Читать книгу Principles of Virology - Jane Flint, S. Jane Flint - Страница 296

Structures of RdRPs alone or in combination with RNA templates and products have been solved for a large number of (+), (–), and double-stranded RNA viruses. The information collected has had enormous impact on our understanding of the mechanisms of template and primer binding, NTP selection and binding, catalysis, and chain translocation. More recently, the use of cryo-electron microscopy has led to the resolution of very complicated assemblies of replication complexes at atomic detail. A spectacular example is the resolution of the structure of the L protein of vesicular stomatitis virus: the 3.8-Å-resolution density map could be used to build an atomic model for nearly all of the 2,109-amino-acid protein chain. Despite this abundance of structural information, many unsolved questions remain, including how uridylylation of VPg can be accomplished by a second RNA polymerase molecule; the role of oligomerization in RNA polymerase function; and how independent functional domains work together to ensure that a correct RNA product is produced. Additional structures are needed to detail the conformational movements that take place during the switch between initiation and elongation, and the changes that occur as the polymerase moves from an open to a closed conformation.

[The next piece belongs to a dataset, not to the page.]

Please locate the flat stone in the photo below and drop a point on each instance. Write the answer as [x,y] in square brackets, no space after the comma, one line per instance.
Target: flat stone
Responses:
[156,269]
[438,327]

RNA viral genetic diversity, and the ability to undergo rapid evolution, is made possible by errors made during nucleic acid synthesis, as well as genome recombination and reassortment. The importance of polymerase errors is underscored by the dramatic decrease in poliovirus fitness caused by a single amino acid change in the polymerase that decreases error rate. A different amino acid change in the RNA polymerase, which increases error frequency, has a similar effect. These observations demonstrate that the mutational diversity of RNA viruses is almost precisely where it must be, determined in large part by the error frequency of the RNA polymerase.

Many host proteins that are required for viral RNA synthesis have been identified, but their precise functions remain obscure. We now have the ability to identify cell proteins that are associated with RNA polymerases and to determine the effect on RNA synthesis when they are removed. Lacking are structural and mechanistic insights into how these proteins participate in RNA synthesis.